The Hispanic lady is most probably Mexican with roots in the area longer than most of the transplants. She has an edge of course like most postal workers that makes you think she can throw the evil eye at will, or snap at you at any moment; and if you really bug her, she also can reroute your package via the slow train to Kazakhstan. She would prefer not to do this so try not to bug her. Be nice. Underneath all that implied going postal threat however, she really seems rather nice. Down to earth. Competent, motherly, warm, overweight, middle aged, wise, indigenous. Thick, slightly wavy black hair in a pony tail, no makeup. No pretense, warm smile, nobody’s fool. If she didn’t hold the sovereign power of the U.S. mail over me, I might even like her. I was hoping to get her when my turn came, but that’s not how it worked out. I got the other lady instead.

Oh, the vagaries of the bureaucracy! Life is a crap shoot, is it not? Have you not had certain unfortunate, bad luck-of-the-draw experiences at your own supermarket or bank? Yes, as it turned out, I got the lady who thinks she is Veronica Lake- sultry, gamin screen legend of the 1940’s who played opposite Joel McCrea in Sullivan’s Travels, Preston Sturges' madcap, classic social satire of Ammerrikka during the height of the depression. Lake's slightly cocker spaniel hair became iconic for its "peek-a-boo" style: shoulder length blond tresses covering one eye and part of the face, a distinct come-hither look. Except that the postal Veronica Lake is not a gamin but elderly- early sixties- and the tresses though carefully coiffed are pure iron gray. She is thin like the star of old, wears lots of make up though neatly applied, rimless eyeglasses and sounds a bit like Billie Burke in The Wizard of Oz. 
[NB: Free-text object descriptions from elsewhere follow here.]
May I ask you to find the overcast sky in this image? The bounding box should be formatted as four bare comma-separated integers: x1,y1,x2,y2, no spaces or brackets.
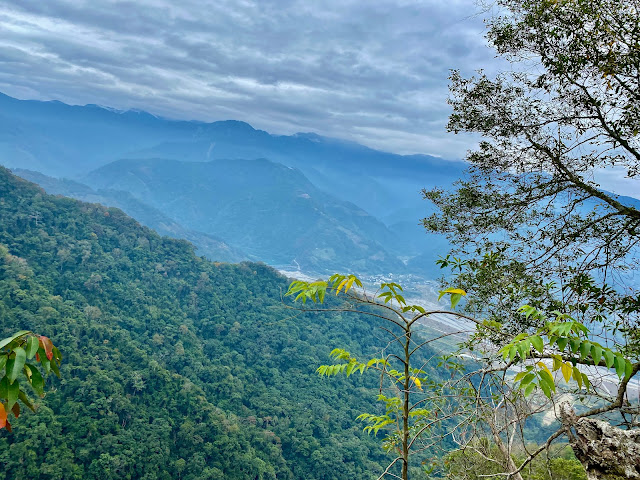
0,0,638,198
0,0,501,157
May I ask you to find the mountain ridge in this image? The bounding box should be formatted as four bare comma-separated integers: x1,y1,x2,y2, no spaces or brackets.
1,165,419,479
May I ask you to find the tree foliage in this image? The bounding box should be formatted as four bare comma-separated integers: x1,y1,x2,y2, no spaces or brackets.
0,330,61,431
421,1,640,478
286,274,474,480
287,268,640,480
424,0,640,279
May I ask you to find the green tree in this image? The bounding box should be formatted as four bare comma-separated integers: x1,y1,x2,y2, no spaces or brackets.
287,271,640,480
286,275,491,480
421,1,640,478
424,0,639,288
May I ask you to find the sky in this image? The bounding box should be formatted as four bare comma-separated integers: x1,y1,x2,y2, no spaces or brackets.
0,0,499,158
0,0,638,198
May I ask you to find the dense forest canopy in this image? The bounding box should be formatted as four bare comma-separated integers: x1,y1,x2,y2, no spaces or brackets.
0,166,414,479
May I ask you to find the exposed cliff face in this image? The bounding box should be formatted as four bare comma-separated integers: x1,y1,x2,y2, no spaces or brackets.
561,405,640,480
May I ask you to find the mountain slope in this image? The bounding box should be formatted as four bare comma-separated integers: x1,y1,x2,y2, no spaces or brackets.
84,158,407,274
0,92,464,219
0,166,413,479
12,168,247,263
0,92,460,278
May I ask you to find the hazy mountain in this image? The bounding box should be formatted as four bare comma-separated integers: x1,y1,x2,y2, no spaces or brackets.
0,92,463,218
84,158,409,274
0,92,460,277
12,169,247,263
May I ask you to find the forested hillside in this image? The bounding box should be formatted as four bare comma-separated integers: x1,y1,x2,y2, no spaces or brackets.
83,158,406,274
0,166,407,479
12,168,247,264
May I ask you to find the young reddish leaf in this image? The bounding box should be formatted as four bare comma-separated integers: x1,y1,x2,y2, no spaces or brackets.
39,336,54,361
11,402,19,419
0,403,6,429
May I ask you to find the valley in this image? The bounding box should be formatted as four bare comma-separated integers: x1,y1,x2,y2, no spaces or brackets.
2,92,459,292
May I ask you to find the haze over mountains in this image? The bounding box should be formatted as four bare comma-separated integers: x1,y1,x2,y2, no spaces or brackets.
1,92,459,278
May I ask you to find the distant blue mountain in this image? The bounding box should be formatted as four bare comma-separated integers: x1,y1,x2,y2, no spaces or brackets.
0,92,464,217
0,92,465,277
82,157,410,274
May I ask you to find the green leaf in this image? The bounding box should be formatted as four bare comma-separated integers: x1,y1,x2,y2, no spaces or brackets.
18,390,35,412
6,379,18,411
555,337,568,351
569,338,581,354
538,369,556,393
539,378,551,398
0,354,6,371
520,373,536,386
518,305,537,318
499,345,509,361
625,360,633,380
591,345,603,365
26,336,39,359
0,376,7,400
26,364,44,396
530,335,544,353
51,346,62,363
524,382,536,397
603,350,615,368
518,339,530,360
6,348,26,384
0,331,30,351
450,293,462,309
514,371,527,382
579,341,591,360
614,355,626,379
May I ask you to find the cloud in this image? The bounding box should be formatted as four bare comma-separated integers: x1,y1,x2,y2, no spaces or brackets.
0,0,500,158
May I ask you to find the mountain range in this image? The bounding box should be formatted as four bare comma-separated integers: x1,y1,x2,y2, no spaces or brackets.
2,166,431,479
0,92,459,278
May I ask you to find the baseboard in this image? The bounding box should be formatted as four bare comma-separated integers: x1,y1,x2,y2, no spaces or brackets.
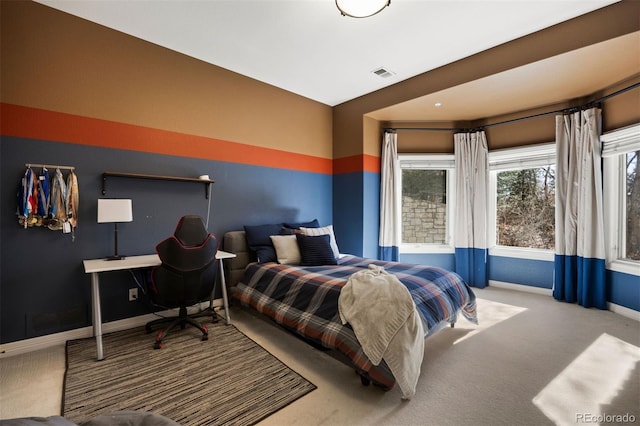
489,280,553,296
608,303,640,322
0,299,223,359
488,280,639,322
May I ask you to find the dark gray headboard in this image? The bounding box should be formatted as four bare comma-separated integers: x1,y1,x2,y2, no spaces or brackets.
222,230,254,287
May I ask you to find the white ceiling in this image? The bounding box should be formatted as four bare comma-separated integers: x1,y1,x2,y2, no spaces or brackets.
35,0,637,121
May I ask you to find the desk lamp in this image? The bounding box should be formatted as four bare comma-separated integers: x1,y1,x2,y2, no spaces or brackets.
97,199,133,260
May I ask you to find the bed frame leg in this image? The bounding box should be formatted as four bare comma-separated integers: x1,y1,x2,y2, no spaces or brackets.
450,322,455,328
358,371,371,386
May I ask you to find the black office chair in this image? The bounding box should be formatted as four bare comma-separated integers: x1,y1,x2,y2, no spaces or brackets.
146,215,219,349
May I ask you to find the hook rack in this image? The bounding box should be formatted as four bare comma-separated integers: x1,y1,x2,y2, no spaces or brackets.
26,163,75,170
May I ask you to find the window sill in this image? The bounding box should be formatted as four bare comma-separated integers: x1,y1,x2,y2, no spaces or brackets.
489,246,554,261
400,244,454,254
607,259,640,276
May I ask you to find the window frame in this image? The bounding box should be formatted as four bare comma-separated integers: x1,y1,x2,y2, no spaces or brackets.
602,123,640,275
487,143,556,261
398,154,456,254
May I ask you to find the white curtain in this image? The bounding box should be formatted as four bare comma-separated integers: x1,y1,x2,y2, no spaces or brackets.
454,131,489,288
554,107,606,309
379,132,400,261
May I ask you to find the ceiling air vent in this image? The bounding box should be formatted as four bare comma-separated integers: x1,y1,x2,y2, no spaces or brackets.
372,67,395,78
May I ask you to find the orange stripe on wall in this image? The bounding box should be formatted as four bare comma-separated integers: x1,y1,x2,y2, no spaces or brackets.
0,103,332,175
363,154,380,173
333,154,380,174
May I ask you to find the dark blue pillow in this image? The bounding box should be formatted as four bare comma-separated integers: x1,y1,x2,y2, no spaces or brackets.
296,233,337,266
244,223,283,247
283,219,319,230
254,246,277,264
244,223,282,263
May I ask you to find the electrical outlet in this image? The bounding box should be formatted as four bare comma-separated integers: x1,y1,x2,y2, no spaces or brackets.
128,288,138,301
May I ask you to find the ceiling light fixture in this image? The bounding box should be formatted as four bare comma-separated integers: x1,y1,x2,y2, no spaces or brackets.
336,0,391,18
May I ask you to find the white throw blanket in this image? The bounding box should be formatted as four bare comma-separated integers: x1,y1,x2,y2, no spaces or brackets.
338,264,424,399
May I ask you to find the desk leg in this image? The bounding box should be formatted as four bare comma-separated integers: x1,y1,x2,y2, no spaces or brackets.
218,258,232,325
90,272,104,361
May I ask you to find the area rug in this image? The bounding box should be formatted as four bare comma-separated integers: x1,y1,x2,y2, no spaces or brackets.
63,320,316,425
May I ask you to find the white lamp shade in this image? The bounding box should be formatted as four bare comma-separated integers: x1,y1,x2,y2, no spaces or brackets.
97,199,133,223
336,0,390,18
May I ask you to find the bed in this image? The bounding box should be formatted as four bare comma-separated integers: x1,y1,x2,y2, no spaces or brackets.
223,229,478,396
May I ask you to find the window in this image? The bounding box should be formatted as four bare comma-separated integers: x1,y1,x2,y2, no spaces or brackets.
495,166,555,249
602,124,640,273
624,150,639,260
399,155,455,253
488,143,556,260
402,169,446,244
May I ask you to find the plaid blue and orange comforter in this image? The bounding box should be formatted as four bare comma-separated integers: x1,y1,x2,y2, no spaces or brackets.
231,255,478,390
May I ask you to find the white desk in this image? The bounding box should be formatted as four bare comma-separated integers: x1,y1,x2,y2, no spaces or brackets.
83,250,236,361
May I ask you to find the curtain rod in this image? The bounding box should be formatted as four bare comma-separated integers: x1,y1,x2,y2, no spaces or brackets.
385,81,640,133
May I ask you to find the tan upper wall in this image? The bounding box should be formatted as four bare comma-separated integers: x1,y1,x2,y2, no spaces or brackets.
334,0,640,159
388,73,640,153
1,0,333,159
3,1,637,162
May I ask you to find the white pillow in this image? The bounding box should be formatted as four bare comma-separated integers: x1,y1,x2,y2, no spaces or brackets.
299,225,340,258
270,235,301,265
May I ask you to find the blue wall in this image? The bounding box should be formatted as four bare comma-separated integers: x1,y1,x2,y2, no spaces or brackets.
332,170,381,259
362,171,381,259
608,269,640,312
1,137,332,343
332,172,364,256
399,253,456,271
488,256,554,289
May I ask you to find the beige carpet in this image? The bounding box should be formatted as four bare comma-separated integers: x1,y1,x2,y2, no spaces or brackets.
63,320,315,426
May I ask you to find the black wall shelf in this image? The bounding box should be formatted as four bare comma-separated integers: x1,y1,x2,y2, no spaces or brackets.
102,172,214,199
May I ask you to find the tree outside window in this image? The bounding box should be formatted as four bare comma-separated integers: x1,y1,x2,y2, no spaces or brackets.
496,166,555,250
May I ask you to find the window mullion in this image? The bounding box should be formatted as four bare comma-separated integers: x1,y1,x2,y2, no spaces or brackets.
488,170,498,249
619,154,628,260
603,155,619,265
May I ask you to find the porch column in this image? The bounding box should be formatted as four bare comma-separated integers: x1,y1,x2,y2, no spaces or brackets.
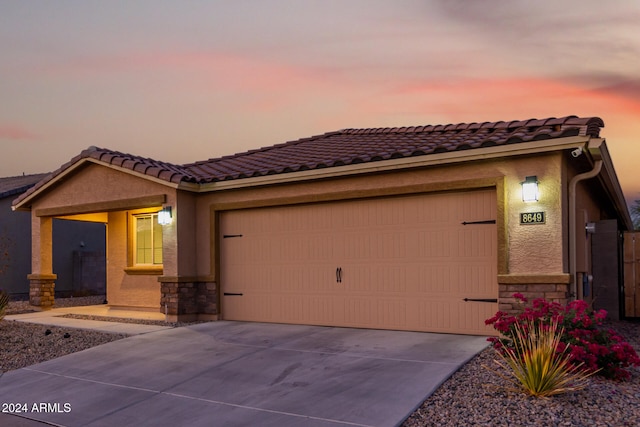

Retro Hollywood splendor, a steamy vapor that seeps through the San Andreus fault and envelops all the surrounding towns. 

Already I’m missing my gum cracking, not so cuddly black postal gal back in the Bronx- sassy, no bullshit- but my package will get there, and if it doesn’t, it won’t be her fault.

But back to the postal Veronica Lake, who considers the people on the line to constitute her rightful audience. It’s the first week of May and she addresses her audience: Mother’s Day already! Anyone know any good Mother’s Day jokes? Ha Ha. And she winks mischievously like a starlet of the forties while continuing to stamp parcels. The only thing that comes to mind in the way of jokes is that back where I come from, “mother” is half a word, but I desist. She likes to wink a lot in that knowing, playful way and yet I do not feel she is happy, or particularly nice.

When my turn comes she comments on the fact that I am sending a package to New York. Are you from New York? Just visiting? Tourist? Disney? Family? Wanna live here? Wanna go back? Too much crazy California stuff? Ha Hah. And she winks. The questions are fired off in succession one after another with no pausing for answers, not that I want to. What I really want is for her to shut up. I feel she is angry though she is smiling. Yet because I wish the package to reach its destination before the end of the following summer, I politely inquire if she is from California.

Bingo! Oh yes, four generations! We go waaay back! She’s ebullient, smug. She winks as she says this. As I make my way toward the door, hoping not to have incurred too much further wrath, she yells after me: Mayflower too!

Mayflower! Well I’ll be gosh darned. . . .

Turns out I asked the right question after all. She was able to do her schtick, pull rank, on me, clueless Noo Yawk child of immigrants that I am, and the indigenous Latina too, who has to work next to this person ‘till time immemorial, and whom the gods decreed would not be my postal clerk on that particular day.

Preston Sturges where are you when we need you??? You never would have ended it like this.


1 comment:

  1. I feel somehow comforted by this Hollywood postal experience . It isn't just me who spends the long, long line time fretting about which clerk will deign to take my package. I love theVeronica Lake look alike who is as mean as bullets. Gimme my own no bull babe at the 112th USPS.